The active and reactive power consumptions in the local load are summarized in
Table 10 and
Table 11, respectively.
To summarize the proposition implemented in this work,
Figure 25 appropriately depicts a grid-supporting solar PV system’s trajectories interfaced with the main grid via DC-DC and DC-AC converters during a fault in the grid. Seamlessly switching is achieved between the MPPT (normal operating condition) and FRT (fault operating condition) operating modes with fast dynamics.
The primary and the proposed secondary control for the double stage PV sourced microgrid implements an FRT using the DSC fault detection algorithm. Strategic amendments to the traditional primary control system of a grid-supporting system are made. This controller is designed as per the Spanish grid codes stipulations for reactive power injection to achieve a secondary voltage control with a valid and significant operation in the transient fault period. The injected reactive power complies with the required reactive currents based on the percentage voltage drop specified in the emerging grid codes under different voltage sags caused by faults. This scheme prevents the transient AC overcurrent in the microgrid and DC link overvoltage during the AC grid fault. Simultaneously, the DC side over-voltage and AC side over-current are mitigated through active power decrease and current amplitude curtailing strategies in compliance with the complex/apparent power ratings. The DSC algorithms allow for separating the sequence components for dual control at the PCC of the positive-sequence and negative-sequence components during the primary grid disturbance.
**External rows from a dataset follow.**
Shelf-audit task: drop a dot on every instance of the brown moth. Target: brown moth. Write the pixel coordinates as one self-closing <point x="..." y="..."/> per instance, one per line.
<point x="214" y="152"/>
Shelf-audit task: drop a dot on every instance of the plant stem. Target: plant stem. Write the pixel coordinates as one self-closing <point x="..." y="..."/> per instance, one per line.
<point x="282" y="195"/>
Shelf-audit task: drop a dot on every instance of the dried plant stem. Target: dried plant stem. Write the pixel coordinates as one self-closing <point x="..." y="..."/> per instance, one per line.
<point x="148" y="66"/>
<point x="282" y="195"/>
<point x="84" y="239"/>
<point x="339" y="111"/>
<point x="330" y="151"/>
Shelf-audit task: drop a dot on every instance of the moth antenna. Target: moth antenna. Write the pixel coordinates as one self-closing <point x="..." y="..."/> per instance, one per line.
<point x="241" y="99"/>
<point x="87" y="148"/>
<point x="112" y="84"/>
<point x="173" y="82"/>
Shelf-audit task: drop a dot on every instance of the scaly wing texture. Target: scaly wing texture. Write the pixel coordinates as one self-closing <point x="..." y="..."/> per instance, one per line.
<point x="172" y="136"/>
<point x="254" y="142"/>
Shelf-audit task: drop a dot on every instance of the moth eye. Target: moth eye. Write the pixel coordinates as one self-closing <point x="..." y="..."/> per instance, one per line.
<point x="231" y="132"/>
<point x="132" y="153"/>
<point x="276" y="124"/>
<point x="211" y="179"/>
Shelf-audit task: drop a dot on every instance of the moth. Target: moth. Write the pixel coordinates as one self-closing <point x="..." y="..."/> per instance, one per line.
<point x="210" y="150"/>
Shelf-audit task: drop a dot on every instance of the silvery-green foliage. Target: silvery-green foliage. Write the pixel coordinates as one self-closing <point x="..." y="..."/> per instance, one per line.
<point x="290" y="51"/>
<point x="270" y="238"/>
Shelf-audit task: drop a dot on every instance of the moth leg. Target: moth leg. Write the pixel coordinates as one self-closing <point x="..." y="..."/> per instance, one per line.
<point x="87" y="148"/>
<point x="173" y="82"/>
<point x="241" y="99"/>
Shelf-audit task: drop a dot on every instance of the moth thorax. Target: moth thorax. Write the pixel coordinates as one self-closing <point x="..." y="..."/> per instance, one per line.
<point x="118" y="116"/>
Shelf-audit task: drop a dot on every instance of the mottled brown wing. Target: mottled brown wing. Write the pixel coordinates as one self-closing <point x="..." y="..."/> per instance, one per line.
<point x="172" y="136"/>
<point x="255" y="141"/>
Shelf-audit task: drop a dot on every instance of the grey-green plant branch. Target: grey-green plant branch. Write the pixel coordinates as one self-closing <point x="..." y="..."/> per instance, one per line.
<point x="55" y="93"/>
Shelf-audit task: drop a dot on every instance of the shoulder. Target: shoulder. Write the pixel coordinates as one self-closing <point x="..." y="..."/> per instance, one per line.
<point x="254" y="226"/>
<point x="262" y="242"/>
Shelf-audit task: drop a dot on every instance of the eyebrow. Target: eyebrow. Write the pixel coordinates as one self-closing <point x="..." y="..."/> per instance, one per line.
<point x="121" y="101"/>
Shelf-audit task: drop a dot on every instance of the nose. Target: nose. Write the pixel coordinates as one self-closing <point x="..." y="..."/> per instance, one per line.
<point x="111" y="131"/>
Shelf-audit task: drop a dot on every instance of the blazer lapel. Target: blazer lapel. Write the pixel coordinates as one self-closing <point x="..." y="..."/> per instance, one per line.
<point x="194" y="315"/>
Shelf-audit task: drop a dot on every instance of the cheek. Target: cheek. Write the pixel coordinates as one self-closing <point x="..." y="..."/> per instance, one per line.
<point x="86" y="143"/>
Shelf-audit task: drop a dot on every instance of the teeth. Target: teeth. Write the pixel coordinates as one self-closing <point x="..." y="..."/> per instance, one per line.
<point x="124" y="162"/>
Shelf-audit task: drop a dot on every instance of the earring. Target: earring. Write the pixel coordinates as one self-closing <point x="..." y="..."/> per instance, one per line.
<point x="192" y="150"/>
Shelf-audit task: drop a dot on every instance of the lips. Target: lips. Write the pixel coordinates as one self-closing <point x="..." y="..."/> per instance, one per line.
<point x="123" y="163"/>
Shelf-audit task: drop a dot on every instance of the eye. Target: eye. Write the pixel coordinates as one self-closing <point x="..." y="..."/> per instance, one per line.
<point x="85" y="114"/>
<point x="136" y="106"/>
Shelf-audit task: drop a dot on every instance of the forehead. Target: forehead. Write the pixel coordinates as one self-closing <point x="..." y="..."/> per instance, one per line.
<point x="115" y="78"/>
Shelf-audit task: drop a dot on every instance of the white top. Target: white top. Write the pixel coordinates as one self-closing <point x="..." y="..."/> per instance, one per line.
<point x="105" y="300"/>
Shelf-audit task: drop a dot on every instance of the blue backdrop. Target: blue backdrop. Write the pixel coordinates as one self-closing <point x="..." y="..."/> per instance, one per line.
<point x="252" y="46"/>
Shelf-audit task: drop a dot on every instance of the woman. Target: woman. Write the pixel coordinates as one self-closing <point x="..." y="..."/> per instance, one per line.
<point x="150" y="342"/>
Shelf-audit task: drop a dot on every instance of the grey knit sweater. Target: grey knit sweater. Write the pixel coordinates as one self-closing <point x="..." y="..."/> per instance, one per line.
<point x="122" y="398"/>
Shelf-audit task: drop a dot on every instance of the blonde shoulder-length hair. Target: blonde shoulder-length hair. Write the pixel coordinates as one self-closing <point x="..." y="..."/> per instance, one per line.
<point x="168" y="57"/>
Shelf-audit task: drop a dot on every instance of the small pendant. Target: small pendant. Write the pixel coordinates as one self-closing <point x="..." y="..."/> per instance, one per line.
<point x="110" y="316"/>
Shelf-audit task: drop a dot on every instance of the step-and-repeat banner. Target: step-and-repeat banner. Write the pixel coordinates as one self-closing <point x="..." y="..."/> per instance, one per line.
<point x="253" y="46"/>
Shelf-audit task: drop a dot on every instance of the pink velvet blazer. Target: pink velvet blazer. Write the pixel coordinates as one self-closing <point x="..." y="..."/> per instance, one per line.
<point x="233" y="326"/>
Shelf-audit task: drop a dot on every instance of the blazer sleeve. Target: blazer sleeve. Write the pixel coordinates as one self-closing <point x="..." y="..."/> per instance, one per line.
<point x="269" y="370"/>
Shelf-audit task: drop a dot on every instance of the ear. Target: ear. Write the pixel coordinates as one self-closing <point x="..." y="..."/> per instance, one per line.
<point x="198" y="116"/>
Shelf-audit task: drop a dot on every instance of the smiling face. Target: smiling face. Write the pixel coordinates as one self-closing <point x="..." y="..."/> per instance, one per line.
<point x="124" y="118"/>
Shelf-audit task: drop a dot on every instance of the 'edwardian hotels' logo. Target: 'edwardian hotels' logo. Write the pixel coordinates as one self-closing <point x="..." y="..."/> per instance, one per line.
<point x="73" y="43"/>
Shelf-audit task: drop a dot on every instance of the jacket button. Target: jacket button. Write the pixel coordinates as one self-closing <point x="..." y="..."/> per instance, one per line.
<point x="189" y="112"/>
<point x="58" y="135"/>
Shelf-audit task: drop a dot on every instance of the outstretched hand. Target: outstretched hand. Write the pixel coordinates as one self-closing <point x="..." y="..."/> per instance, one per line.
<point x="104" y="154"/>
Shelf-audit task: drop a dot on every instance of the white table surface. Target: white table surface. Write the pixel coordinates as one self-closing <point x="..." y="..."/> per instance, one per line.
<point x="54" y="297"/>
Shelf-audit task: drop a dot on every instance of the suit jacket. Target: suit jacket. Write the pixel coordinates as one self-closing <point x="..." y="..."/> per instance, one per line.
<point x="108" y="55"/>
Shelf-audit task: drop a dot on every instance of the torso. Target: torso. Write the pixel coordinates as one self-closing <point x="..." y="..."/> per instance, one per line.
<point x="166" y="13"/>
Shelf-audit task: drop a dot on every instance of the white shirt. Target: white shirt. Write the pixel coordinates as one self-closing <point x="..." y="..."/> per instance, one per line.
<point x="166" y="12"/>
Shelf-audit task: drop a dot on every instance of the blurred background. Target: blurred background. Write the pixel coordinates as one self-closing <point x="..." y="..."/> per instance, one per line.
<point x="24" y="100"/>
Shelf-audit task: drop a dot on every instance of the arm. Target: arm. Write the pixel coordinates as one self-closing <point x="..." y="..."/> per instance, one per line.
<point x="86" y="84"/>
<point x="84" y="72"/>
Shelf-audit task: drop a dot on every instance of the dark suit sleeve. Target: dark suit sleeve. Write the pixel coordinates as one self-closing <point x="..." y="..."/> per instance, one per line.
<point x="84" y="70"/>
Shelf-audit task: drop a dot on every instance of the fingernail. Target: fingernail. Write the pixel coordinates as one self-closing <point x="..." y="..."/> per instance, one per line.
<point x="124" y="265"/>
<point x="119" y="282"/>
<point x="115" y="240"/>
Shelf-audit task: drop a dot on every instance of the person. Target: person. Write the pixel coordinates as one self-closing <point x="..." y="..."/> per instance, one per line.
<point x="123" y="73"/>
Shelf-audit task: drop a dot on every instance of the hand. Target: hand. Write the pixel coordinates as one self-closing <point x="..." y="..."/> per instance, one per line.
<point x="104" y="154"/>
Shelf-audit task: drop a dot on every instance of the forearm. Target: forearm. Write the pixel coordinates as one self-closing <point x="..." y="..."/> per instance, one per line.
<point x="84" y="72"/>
The continuous supply to microgrid local sensitive load is ensured while meeting the grid code FRT requirement. Furthermore, the control of DC generated power and, by extension, the AC grid active power transmitted is linked to the depth of voltage dip the AC grid. The active power control is based on a droop relationship between these two parameters, and the inverse proportionate relationship and requirements are exploited in developing the proposed shift in the operating point of the MPPT from MPP to FRT operation. To identify negative sequences and instances of fault in 0.1515 ms, the DSC’s sequence identification algorithm is applied to enable the proposed secondary FRT scheme to conform to the grid code stipulations. The DSC detects the grid restoration after fault clearance, and the system switches back to the normal MPPT operating condition.